Roza nodded. “I think so…Yes, I remember seeing you in a canteen in a station. You had Carlo’s favorite cookies. I remember walking hand in hand with you and then…”
“I struggled in those times to keep my head above water,” Lala continued. “I had lost my darling charge, Sashenka, and your grandfather. And then I was granted a few days of such happiness with you and Carlo. When I had settled you with your new parents, I considered killing myself. Only the thought that someone dear to me would return kept me alive. And do you know, the most unlikely person of all did come back.”
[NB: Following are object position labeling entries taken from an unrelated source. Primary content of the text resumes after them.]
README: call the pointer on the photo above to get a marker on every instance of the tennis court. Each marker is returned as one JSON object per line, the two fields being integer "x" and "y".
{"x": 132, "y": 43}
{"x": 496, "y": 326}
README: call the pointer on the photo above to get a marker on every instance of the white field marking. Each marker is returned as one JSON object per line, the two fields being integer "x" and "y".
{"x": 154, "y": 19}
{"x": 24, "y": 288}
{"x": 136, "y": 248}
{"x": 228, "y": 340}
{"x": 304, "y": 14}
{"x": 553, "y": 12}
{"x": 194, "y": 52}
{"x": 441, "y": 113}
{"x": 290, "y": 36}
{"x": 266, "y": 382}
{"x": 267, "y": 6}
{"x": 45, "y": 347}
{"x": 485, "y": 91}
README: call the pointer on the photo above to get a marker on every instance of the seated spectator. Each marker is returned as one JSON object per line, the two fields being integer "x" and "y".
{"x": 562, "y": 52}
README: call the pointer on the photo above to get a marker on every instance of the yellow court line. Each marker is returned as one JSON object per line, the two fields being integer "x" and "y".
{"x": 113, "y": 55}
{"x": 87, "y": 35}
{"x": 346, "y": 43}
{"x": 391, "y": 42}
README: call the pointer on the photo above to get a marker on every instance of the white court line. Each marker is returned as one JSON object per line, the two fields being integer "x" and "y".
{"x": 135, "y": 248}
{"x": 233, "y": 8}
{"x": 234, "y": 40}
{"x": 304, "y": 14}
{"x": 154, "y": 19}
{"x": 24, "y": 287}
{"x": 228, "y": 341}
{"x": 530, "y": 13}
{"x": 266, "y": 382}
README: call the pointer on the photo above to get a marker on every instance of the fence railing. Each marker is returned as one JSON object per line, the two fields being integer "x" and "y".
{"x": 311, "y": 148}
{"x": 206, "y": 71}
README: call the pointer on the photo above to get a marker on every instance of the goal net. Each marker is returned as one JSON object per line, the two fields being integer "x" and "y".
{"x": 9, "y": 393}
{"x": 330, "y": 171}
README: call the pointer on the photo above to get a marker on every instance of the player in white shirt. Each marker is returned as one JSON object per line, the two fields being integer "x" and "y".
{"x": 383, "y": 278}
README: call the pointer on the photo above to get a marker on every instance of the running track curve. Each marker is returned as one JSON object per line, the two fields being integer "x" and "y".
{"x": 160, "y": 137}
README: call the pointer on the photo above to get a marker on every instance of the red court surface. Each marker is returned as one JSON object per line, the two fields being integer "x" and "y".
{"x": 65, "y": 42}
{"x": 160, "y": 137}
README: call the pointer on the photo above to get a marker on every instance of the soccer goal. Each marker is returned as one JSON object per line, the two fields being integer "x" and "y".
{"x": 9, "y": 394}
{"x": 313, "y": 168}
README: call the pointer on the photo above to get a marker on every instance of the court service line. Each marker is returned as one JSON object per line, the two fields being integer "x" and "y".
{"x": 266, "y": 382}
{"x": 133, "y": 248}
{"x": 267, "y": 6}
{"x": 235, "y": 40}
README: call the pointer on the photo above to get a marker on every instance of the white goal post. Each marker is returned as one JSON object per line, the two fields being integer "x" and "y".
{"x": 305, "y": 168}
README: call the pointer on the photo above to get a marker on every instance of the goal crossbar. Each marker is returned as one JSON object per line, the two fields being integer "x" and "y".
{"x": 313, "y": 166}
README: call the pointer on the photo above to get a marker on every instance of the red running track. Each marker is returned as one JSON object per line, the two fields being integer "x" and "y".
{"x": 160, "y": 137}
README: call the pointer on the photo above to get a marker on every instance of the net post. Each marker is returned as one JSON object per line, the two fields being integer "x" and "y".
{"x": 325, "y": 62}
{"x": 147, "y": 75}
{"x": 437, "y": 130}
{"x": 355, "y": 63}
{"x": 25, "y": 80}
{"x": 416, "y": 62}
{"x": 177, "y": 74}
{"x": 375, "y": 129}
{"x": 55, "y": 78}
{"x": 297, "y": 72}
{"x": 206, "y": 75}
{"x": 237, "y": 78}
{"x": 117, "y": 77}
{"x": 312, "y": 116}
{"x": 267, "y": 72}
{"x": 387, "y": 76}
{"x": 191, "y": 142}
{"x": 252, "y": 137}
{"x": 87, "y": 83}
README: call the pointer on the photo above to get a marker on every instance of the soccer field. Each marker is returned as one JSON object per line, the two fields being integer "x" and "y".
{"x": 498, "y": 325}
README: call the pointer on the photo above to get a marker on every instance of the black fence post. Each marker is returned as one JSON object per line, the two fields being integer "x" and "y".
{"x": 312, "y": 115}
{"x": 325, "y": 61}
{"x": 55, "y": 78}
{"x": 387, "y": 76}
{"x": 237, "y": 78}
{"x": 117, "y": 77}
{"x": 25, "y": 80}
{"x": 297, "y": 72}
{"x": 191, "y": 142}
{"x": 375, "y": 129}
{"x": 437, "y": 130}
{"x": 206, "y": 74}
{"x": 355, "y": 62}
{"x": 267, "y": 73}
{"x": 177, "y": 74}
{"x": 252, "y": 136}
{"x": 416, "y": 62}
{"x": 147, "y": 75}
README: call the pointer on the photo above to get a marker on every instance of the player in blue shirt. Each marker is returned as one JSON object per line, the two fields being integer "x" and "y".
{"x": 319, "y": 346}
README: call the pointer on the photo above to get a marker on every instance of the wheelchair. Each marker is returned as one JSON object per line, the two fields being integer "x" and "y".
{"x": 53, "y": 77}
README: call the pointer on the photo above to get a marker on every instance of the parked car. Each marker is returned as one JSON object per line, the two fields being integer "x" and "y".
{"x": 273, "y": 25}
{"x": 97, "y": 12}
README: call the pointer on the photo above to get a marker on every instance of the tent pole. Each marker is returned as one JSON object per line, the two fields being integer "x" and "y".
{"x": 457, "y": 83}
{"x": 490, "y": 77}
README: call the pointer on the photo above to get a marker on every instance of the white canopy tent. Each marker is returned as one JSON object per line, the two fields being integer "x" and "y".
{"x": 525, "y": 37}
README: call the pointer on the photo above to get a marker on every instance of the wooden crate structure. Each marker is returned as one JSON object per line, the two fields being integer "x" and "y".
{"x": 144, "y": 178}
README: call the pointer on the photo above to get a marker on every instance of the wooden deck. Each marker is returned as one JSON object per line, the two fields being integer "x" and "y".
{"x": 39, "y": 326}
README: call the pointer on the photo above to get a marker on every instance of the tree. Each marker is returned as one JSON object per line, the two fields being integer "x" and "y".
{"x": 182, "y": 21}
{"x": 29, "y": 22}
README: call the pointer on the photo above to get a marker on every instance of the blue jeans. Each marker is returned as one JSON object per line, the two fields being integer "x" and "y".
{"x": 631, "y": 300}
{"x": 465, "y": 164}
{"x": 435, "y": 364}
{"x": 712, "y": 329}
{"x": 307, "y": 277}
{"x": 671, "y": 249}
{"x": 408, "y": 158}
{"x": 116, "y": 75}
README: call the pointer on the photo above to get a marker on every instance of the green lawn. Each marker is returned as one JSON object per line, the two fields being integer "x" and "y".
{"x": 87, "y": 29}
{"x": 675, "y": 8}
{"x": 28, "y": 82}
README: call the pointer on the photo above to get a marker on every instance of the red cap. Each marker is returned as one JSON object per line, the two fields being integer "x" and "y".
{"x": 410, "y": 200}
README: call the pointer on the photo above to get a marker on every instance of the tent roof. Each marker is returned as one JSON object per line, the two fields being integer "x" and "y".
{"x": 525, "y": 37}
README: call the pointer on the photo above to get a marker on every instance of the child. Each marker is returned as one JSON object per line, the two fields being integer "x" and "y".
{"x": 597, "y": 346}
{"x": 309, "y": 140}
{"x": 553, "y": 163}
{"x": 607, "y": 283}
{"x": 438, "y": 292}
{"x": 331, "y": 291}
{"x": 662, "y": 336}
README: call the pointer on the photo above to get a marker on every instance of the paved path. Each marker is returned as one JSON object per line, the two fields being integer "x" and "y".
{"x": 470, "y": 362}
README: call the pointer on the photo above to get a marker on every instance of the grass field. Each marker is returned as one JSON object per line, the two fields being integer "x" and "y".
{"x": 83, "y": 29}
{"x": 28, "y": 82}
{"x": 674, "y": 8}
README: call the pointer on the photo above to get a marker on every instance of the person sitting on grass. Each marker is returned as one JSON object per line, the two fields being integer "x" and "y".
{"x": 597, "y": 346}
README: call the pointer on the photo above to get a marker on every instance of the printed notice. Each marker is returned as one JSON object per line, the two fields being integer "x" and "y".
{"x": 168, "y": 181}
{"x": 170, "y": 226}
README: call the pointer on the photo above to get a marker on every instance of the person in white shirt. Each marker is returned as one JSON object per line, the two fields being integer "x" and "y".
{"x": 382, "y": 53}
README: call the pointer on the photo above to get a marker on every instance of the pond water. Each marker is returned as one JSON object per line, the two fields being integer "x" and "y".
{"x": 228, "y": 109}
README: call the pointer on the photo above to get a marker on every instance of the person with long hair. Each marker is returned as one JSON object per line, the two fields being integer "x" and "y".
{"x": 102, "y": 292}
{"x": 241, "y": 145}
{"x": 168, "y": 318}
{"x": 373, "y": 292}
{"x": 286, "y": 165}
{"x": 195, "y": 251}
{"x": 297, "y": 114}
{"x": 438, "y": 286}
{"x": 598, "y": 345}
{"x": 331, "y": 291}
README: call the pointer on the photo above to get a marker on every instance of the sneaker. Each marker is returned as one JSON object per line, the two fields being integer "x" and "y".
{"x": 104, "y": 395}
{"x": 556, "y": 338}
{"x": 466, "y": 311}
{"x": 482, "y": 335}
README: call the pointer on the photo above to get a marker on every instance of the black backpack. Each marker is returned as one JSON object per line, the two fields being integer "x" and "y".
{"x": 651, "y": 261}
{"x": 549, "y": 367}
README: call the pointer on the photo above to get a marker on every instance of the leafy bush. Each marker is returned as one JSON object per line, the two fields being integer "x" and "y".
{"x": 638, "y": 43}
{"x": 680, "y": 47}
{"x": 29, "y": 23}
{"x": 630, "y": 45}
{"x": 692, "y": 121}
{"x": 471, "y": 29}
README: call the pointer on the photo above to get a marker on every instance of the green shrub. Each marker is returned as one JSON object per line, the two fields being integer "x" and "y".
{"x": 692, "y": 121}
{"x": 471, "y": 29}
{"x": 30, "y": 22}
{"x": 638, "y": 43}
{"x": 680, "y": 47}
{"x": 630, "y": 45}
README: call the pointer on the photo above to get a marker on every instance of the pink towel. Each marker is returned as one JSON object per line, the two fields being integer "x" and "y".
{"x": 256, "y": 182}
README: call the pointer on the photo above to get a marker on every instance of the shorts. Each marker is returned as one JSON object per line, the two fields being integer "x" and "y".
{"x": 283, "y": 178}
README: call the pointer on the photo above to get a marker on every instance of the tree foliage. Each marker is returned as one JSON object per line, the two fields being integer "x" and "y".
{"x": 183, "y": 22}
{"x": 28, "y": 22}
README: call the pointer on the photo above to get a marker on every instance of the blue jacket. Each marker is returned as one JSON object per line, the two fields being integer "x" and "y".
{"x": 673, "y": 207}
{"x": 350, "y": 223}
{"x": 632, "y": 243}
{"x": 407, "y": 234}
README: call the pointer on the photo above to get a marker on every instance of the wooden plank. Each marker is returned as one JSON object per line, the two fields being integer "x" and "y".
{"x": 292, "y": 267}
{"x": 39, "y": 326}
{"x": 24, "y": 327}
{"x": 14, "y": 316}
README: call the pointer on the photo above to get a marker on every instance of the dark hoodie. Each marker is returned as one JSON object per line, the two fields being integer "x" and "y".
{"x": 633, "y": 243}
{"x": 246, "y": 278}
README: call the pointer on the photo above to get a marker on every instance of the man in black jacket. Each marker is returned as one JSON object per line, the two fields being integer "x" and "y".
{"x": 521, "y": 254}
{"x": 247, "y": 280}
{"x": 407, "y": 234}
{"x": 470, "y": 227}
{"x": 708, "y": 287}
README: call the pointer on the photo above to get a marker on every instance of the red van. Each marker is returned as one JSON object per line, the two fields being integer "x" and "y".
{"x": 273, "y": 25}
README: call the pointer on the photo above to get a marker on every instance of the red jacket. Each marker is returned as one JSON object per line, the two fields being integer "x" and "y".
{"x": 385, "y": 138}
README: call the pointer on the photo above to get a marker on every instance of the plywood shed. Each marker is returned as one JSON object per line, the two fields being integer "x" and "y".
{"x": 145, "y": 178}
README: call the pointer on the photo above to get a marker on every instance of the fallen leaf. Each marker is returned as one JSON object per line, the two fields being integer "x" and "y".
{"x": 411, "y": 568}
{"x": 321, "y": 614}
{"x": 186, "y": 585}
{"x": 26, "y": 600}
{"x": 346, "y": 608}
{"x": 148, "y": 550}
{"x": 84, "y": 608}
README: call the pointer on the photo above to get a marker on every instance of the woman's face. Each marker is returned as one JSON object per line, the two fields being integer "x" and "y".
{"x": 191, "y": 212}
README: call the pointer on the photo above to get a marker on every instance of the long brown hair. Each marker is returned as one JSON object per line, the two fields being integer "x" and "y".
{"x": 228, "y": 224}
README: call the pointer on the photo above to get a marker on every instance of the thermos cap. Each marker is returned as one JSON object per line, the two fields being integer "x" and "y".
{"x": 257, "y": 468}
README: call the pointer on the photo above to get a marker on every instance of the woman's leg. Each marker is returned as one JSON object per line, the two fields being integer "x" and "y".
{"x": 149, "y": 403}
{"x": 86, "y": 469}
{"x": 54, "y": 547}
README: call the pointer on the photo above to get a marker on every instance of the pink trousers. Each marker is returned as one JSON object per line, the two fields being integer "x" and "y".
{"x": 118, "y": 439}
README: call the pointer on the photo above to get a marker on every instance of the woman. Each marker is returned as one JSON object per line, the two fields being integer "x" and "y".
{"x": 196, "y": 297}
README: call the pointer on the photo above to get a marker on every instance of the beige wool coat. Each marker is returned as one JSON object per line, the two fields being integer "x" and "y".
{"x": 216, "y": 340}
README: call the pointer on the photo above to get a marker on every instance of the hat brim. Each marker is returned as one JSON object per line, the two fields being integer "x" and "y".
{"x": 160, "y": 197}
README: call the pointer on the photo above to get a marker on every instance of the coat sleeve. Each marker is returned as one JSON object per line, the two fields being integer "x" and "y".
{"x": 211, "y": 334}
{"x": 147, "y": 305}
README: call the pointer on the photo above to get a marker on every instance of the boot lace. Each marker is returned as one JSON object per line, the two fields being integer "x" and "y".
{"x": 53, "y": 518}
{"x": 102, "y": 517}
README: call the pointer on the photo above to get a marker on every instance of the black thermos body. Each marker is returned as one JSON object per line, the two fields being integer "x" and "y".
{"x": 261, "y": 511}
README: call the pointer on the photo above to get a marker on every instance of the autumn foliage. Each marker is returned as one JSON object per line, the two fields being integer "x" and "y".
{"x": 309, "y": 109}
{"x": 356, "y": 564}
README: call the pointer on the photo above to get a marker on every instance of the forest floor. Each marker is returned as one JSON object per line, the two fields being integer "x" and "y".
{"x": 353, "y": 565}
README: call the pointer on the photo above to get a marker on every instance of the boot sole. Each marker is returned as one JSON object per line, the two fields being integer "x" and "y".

“Lala,” interrupted Katinka, trying not to interfere yet still burning with curiosity, “only Stalin could have saved Samuil’s life. Did you ever learn why?”
Lala nodded. “After the monster died, everyone here sobbed and mourned. There were even demonstrations in his honor. But I was delighted. Samuil was very ill then so I said, ‘Now you can tell me why you were released.’ He said he didn’t know exactly but in 1907 he had given shelter—and a hundred rubles—to a pockmarked Georgian revolutionary. He let him stay in the doorman’s cottage of his house here in Tbilisi when the police were searching for him. Later he realized it was Stalin, and Stalin never forgot a slight or a favor.” Lala looked back at Roza, whose hands she still held. Sometimes she raised Roza’s hands to her lips and kissed them. “I’ll die happy now,” she said.